The earl's first wife, the former Lady Diana Spencer, had died in 1735, of tuberculosis; Diana's only child by the earl – John Russell, Marquess of Tavistock – had died in infancy. Following her marriage, Gertrude brought with her to the household at Woburn Abbey her former nurse, a Mrs Cradock, whose son Thomas became a clergyman and poet.

The duchess was described by Horace Walpole as being "stingy" and "avaricious". Nevertheless, in 1748 she held a ball that was attended by the King, George II; this was described by Henry Fielding as "a most noble entertainment". It was also said that she "understood thoroughly the value of court smiles", and in 1762 she attended the French court at Versailles in an ambassadorial role.

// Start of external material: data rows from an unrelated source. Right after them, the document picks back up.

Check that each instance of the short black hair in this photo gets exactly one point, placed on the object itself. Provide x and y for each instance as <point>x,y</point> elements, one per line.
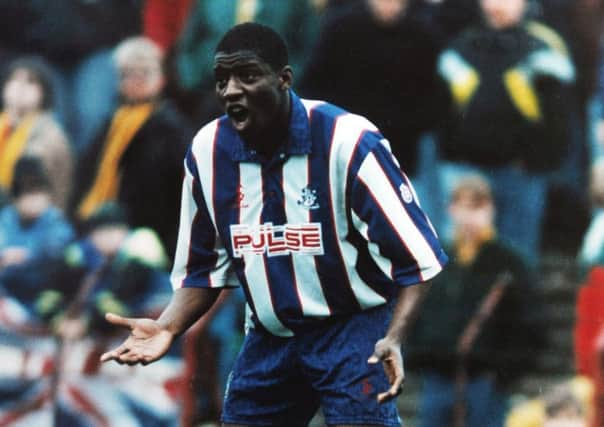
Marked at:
<point>260,39</point>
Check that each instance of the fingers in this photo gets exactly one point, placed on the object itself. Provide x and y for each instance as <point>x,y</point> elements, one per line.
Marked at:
<point>395,389</point>
<point>119,320</point>
<point>377,355</point>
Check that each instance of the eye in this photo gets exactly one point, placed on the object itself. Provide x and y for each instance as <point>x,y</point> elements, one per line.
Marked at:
<point>221,83</point>
<point>249,76</point>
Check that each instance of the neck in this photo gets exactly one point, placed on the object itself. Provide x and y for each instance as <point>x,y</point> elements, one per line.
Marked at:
<point>268,141</point>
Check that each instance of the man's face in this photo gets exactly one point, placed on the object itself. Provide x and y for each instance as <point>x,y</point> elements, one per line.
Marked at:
<point>501,14</point>
<point>387,12</point>
<point>470,216</point>
<point>251,92</point>
<point>22,92</point>
<point>140,81</point>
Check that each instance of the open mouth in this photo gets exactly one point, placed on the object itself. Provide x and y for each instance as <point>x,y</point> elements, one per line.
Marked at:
<point>238,113</point>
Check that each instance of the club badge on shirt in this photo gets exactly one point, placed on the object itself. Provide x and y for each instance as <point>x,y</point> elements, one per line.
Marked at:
<point>308,199</point>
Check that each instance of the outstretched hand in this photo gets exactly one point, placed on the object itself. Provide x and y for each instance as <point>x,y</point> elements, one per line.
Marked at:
<point>389,353</point>
<point>148,341</point>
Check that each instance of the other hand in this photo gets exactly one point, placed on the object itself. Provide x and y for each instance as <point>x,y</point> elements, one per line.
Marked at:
<point>148,341</point>
<point>389,353</point>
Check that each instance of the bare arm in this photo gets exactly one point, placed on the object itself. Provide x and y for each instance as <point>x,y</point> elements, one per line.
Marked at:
<point>388,349</point>
<point>150,339</point>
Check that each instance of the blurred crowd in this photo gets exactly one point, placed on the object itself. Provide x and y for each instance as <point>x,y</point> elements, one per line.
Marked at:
<point>494,108</point>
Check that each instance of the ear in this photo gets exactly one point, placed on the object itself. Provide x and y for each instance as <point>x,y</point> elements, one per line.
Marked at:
<point>286,78</point>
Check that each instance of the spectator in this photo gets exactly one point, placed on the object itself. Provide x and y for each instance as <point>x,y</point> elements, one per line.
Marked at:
<point>28,128</point>
<point>507,82</point>
<point>76,38</point>
<point>163,21</point>
<point>592,250</point>
<point>500,353</point>
<point>32,231</point>
<point>137,158</point>
<point>130,262</point>
<point>208,20</point>
<point>378,59</point>
<point>566,404</point>
<point>110,267</point>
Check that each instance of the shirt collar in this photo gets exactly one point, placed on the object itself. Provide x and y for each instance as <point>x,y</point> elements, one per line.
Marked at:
<point>299,142</point>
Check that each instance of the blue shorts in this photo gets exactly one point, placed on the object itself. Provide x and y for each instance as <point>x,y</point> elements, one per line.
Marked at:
<point>282,381</point>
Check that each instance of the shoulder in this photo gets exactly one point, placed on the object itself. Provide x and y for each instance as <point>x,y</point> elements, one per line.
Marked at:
<point>546,37</point>
<point>467,39</point>
<point>339,127</point>
<point>207,135</point>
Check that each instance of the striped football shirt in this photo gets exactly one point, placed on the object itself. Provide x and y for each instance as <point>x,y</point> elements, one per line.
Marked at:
<point>329,226</point>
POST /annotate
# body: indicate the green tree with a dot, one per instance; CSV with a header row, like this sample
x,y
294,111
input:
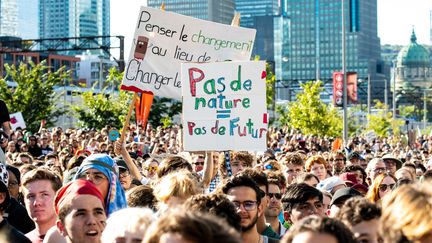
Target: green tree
x,y
106,107
311,115
34,93
110,108
270,84
382,123
163,110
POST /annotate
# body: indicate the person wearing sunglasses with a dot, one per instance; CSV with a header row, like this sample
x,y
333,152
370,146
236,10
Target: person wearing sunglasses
x,y
381,186
150,168
244,192
274,208
198,162
301,200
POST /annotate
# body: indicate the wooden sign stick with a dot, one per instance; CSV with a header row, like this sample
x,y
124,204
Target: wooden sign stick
x,y
126,123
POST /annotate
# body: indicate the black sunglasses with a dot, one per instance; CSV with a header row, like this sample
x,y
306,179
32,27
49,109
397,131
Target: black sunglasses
x,y
278,196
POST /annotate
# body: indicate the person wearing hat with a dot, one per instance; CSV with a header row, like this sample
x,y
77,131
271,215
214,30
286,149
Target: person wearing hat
x,y
7,232
392,164
354,158
102,170
339,198
124,174
301,200
81,213
331,184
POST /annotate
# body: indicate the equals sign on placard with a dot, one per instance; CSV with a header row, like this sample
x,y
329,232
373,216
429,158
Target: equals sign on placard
x,y
223,114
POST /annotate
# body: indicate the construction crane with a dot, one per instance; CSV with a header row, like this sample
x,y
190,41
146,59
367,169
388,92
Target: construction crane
x,y
18,45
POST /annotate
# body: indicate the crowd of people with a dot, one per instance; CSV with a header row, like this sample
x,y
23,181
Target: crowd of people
x,y
83,185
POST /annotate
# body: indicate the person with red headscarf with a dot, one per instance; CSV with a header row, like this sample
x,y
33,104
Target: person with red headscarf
x,y
81,212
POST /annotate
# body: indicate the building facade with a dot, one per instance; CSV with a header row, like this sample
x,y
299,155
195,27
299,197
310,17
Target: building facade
x,y
413,70
221,11
74,18
249,9
92,70
316,41
8,18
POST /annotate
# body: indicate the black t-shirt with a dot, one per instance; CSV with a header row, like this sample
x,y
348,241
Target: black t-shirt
x,y
4,112
17,216
10,234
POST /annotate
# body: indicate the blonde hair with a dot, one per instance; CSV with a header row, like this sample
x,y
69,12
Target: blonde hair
x,y
314,159
127,221
182,184
373,191
407,213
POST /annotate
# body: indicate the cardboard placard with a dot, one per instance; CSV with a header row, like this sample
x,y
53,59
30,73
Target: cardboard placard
x,y
163,40
224,106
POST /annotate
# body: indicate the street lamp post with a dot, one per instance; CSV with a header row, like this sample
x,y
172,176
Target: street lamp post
x,y
369,96
394,90
345,103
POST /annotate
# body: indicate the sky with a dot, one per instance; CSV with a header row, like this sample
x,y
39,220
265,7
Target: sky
x,y
396,19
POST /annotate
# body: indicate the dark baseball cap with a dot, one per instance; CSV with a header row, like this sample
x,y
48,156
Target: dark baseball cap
x,y
343,194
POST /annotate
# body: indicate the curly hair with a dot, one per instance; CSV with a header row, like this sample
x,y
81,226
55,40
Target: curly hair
x,y
414,222
373,192
356,210
141,196
216,204
171,164
314,159
293,158
319,225
239,155
193,227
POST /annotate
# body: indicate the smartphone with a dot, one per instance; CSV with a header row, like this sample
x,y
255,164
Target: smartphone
x,y
141,47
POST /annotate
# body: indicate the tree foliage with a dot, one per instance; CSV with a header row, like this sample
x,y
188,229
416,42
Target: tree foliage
x,y
106,107
110,108
34,93
382,123
311,115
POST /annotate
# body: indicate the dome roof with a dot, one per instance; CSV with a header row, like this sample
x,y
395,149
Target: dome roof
x,y
413,54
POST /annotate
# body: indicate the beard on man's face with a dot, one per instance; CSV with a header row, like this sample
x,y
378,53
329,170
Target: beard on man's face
x,y
251,225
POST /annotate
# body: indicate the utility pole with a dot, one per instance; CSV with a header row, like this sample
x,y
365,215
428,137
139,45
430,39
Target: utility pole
x,y
345,103
369,96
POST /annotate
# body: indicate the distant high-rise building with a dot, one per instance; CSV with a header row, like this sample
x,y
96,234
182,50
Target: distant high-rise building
x,y
28,19
269,18
74,18
19,18
220,11
249,9
8,18
316,40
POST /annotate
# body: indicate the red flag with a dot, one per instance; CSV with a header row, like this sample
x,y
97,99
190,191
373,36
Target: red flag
x,y
142,108
337,88
352,87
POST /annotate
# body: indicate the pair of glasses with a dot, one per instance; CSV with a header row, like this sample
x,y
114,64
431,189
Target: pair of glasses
x,y
379,170
151,168
124,175
96,178
385,187
247,205
310,207
278,196
268,167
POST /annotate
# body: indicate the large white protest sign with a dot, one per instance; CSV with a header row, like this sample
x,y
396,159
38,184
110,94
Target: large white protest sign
x,y
17,121
224,106
163,40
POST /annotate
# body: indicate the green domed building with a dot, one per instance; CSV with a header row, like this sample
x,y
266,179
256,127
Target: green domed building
x,y
413,69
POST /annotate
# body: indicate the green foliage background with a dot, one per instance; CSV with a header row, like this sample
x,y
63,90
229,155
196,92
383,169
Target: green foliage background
x,y
34,94
310,114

She was interested in art; her portrait was painted by Sir Joshua Reynolds in 1756 and is held in the collection at the family seat of Woburn Abbey. She was also painted by Thomas Hudson. She is believed to have been an amateur artist, though not a skilled one.

==Children==
The duke and duchess had two children:
- Francis Russell, Marquess of Tavistock (1739–1767), who married Lady Elizabeth Keppel and had children, including Francis Russell, 5th Duke of Bedford, and John Russell, 6th Duke of Bedford. The Marquess of Tavistock predeceased his father, dying as a result of a fall from his horse.
- Lady Caroline Russell (1743–1811), who married George Spencer, 4th Duke of Marlborough, and had children.

==Death and legacy==
The duchess died at the age of 79, and was buried on 7 July 1794 at Chenies, Buckinghamshire.

Gower Street, London, is named after the duchess.